Method for Fusing Predictor Levels with Application to Insurance Data
Abstract
The aim of this thesis is to determine whether the prediction accuracy of a model can be
improved by using a data-driven method to bin continuous variables and group the levels of
categorical variables. We use data on the policyholders of one of Gjensidige's insurance
products to perform our analysis, and specifically aim to improve Gjensidige's Poisson
regression model for predicting claim frequency, where the predictors are binned and
grouped manually today.
We analyze the effect of using a regularization framework that combines the Lasso method
and generalizations of the method that have been adapted to nominal and ordinal predictors.
These generalizations constrain coefficients and the differences between them, effectively
fusing and selecting predictor levels.

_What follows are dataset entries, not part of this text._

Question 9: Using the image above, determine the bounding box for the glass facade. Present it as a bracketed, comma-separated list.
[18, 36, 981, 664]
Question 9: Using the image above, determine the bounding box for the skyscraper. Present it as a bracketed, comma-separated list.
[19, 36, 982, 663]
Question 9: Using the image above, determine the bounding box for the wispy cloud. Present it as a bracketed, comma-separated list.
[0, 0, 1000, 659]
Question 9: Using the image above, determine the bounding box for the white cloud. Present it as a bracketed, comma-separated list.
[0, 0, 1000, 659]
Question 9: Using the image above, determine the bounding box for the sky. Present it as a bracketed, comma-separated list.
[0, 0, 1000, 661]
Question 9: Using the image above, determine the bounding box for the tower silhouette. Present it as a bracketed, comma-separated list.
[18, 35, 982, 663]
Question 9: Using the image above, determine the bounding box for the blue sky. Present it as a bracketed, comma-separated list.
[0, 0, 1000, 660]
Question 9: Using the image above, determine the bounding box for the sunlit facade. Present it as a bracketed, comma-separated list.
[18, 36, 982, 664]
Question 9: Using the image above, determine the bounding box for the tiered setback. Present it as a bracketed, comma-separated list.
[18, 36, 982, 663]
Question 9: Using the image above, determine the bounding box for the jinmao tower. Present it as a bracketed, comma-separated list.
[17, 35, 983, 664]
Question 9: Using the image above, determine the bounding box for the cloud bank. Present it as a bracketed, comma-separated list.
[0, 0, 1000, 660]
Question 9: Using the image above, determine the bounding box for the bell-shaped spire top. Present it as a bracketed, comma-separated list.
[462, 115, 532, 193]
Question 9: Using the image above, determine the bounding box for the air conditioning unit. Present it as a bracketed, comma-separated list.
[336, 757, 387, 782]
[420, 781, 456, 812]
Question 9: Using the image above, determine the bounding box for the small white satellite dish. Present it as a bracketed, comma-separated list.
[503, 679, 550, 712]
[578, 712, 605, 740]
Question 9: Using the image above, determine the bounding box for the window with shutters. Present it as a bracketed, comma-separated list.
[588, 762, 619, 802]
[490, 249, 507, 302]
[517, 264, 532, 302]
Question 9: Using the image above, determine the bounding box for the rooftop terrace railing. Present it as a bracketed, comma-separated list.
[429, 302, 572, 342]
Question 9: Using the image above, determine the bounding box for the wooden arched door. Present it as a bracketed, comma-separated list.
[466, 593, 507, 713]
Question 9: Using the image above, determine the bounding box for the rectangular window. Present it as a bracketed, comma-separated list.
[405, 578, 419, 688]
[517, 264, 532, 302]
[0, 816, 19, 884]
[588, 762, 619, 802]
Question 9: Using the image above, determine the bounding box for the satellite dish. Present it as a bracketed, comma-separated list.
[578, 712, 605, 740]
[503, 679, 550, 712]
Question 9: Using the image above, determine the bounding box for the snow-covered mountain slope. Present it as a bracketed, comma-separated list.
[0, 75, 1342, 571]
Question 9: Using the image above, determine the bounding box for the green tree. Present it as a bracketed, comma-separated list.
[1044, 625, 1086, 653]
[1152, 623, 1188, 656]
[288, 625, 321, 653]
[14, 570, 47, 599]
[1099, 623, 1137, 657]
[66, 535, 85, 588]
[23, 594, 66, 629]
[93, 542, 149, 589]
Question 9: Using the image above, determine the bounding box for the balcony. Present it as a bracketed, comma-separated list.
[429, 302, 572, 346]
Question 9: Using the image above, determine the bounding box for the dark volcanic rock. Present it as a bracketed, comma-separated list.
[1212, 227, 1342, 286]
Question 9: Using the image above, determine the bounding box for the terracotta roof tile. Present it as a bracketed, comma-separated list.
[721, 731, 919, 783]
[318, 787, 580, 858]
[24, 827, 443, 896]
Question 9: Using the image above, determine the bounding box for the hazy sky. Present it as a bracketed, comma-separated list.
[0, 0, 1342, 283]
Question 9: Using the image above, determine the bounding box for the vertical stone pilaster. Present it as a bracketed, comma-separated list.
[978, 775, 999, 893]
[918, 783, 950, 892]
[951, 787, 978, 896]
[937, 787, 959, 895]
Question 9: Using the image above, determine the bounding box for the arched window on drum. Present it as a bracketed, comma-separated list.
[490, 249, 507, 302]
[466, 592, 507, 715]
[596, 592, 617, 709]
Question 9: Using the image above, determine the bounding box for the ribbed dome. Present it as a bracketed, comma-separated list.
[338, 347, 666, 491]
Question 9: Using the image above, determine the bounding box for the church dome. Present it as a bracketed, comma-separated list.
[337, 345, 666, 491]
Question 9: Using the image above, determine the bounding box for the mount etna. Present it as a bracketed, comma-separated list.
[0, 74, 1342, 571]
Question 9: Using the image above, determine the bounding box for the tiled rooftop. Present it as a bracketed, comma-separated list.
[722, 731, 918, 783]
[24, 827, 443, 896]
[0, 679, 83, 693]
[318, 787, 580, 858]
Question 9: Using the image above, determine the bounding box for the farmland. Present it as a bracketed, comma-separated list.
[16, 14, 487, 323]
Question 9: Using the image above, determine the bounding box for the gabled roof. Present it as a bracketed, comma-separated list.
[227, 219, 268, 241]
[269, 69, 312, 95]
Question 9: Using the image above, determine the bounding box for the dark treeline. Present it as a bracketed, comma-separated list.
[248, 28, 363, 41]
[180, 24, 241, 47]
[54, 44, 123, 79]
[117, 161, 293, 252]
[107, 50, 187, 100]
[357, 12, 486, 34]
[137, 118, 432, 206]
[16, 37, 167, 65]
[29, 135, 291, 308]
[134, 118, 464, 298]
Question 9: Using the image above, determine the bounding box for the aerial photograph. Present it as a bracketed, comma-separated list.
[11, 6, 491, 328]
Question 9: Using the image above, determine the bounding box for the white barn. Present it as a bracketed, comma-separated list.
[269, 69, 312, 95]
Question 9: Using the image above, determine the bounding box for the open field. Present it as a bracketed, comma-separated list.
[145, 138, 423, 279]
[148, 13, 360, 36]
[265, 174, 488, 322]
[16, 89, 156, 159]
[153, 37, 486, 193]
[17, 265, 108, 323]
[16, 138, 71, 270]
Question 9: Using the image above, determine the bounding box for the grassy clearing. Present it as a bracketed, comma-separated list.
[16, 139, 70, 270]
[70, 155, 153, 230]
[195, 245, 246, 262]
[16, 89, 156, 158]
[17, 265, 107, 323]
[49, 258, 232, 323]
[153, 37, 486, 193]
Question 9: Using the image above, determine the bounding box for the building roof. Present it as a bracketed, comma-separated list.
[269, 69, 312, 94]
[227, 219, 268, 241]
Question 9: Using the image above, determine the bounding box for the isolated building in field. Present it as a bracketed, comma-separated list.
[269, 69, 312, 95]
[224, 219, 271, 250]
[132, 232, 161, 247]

By optimizing the resulting objective function in R
using the newly developed smurf package (Reynkens, Devriendt & Antonio, 2018), we
estimate a penalized Poisson regression model.
We reestimate a Poisson regression model using the selected and fused predictor levels as
input in order to reduce the bias of the estimates. The resulting model is compared with the
model Gjensidige currently uses for predicting claim frequency, to determine the effect of
using the data-driven approach. We validate the performance of the prediction models using
MSE and AIC as performance measures and find that our reestimated model performs
slightly better in terms of prediction accuracy, in addition to reducing the number of
parameters used in the model. We conclude that regularization can be used as a data-driven
method of binning and grouping predictor levels to improve prediction accuracy.